Abstract
Thanks to Google Translate, we can realize some communication we never thought that might happen. With GNMT (Google Neural Machine Translation) system, Google had improved his performance by a lot. What human beings’ cognitions does it distribute? How to improve Google Translate? In this paper, I will trace the history of the technology applied in machine translation first, including the PBMT (phrase-based machine translation) system and the GNMT (Google Neural Machine Translation), explain the poor behavior of Google translate by comparing the differences of understanding a sentence between human beings and machines (with examples), and analyze the human beings’ cognitions distributed by Google Translate.
1. Introduction
My friend Melissa, a graduate student in the translation of English and Chinese, had told me that: “As a translator, when I saw the latest progress of Google Translate, I totally could understand the anxieties and fears of the textile workers in the 18th Century when they saw the steam engine. Google Translate, the industry leader of machine translation, is a useful technology for people to extend and distribute their cognitions.
Communication is really important to human beings, the social beings who have to live in society and deal with each other. Languages are always the biggest barrier for people to understand the outside world. Semiotics is the study of signs. According to C.S. Peirce, there are three kinds of signs: icons, indices, and symbols. Icons represent things by simply imitating them; indices convey the idea by being physically connected with them, and symbols convey the meaning because of their usages. The most typical and common example of a symbol is language ( Irvine, 2016a). The semiotic feature of language makes language impenetrable to machines. Google had already improved its algorithm a lot, but still had some flaws.
2.The Main body of the essay
2.1Technical Overview
2.1.1 The introduction of Machine translates
Machine Translation is the use of software to translate a source language into the target language. Machine translation system can be divided into two categories: rule-based and corpus-based. The former’s resources are dictionaries and rule bases, the latter are corpora with the statistical mean.

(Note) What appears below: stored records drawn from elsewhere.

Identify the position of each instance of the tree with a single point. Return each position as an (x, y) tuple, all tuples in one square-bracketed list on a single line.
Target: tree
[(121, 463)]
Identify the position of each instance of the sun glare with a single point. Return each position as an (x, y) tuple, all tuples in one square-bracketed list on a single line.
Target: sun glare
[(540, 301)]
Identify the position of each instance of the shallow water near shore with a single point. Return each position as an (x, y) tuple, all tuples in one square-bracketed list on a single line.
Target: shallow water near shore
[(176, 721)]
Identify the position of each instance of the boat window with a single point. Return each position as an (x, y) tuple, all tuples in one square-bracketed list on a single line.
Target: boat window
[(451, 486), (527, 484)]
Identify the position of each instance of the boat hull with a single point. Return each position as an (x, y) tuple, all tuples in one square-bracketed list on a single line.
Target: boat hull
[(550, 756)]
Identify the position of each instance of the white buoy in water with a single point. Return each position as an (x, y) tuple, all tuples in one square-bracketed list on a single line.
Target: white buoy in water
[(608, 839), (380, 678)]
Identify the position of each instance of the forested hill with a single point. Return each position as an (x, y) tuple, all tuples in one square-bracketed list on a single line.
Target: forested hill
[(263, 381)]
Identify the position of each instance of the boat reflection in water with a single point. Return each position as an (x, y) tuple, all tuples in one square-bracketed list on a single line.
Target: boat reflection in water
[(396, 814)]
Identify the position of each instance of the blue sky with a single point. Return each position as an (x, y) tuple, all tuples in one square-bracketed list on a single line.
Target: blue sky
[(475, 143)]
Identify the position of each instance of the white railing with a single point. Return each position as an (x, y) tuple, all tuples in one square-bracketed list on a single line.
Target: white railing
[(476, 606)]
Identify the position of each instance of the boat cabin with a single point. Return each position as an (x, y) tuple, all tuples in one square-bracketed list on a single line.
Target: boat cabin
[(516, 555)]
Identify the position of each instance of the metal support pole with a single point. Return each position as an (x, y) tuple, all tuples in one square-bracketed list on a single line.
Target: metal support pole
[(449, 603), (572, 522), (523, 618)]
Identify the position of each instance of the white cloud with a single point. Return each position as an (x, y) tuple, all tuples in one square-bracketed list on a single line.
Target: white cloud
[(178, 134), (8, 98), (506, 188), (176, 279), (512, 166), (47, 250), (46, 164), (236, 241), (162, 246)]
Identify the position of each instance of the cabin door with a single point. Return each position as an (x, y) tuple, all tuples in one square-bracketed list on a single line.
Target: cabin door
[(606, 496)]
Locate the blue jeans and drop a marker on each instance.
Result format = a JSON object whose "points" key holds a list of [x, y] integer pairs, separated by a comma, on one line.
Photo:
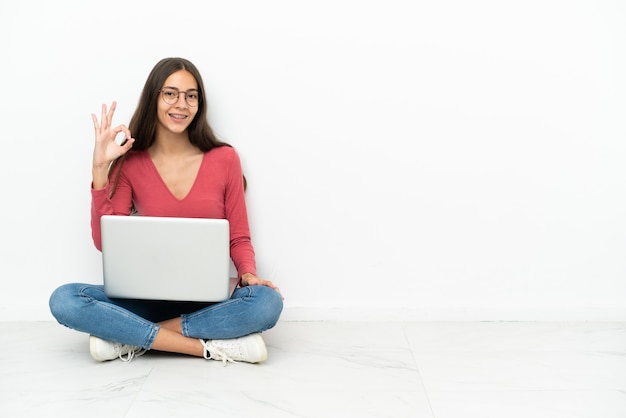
{"points": [[85, 308]]}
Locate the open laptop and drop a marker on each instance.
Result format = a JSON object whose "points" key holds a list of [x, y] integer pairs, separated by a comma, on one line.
{"points": [[159, 258]]}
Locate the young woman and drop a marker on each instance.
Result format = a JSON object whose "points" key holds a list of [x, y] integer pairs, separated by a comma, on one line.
{"points": [[171, 164]]}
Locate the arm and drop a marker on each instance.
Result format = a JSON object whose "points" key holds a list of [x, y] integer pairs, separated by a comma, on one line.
{"points": [[106, 150]]}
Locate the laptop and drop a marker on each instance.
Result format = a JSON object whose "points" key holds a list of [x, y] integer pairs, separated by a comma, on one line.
{"points": [[163, 258]]}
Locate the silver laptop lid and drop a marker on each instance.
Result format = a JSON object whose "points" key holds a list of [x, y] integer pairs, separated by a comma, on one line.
{"points": [[158, 258]]}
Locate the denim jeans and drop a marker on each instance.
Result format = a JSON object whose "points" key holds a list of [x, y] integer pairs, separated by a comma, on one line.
{"points": [[85, 308]]}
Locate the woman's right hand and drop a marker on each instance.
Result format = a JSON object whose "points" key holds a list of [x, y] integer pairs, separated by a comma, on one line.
{"points": [[106, 148]]}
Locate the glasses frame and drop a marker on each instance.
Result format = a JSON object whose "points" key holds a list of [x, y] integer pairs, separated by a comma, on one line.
{"points": [[178, 92]]}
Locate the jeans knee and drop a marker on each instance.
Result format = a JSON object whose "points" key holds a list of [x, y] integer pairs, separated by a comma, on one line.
{"points": [[270, 306], [61, 302]]}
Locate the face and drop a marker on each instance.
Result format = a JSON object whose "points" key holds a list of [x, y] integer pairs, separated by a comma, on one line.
{"points": [[176, 115]]}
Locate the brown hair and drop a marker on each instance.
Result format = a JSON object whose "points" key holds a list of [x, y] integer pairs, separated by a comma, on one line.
{"points": [[143, 123]]}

Only a few years ago, PBMT (Phrased-Based Machine Translation) system was the mainstream approach of machine translation. Google Translate was based on this algorithm as well. Google machine translation basically uses technology-based statistical machine translation method. It takes a large number of bilingual web content as a corpus, and then selected the most corresponding words of the original language. The “Phrase”, here, in “phrased-based” means the smallest unit of translation.
2.1.2 How PBMT works?
First of all, PBMT breaks up the sentences into phrases according to the syntax of this language. Syntax, grammar, describes the rules and constraints for combining words in phrases and sentences that speakers of any natural language use to generate new sentences and to understand those expressed by others(Irvine, 2016b). Here is an example, we can see the syntax tree of the sentence “Once when I was six years old I saw a magnificent picture in a book, called True Stories from Nature, about the primeval forest(From The Little Prince written by Anntonie de Saint-Exupery, translated from the French by Katherine Woods ).”
Then, it will match each phrase to the target language from its big data.
Finally, it is necessary to rephrase the target language phrases so that it can conform to the syntax of the target language.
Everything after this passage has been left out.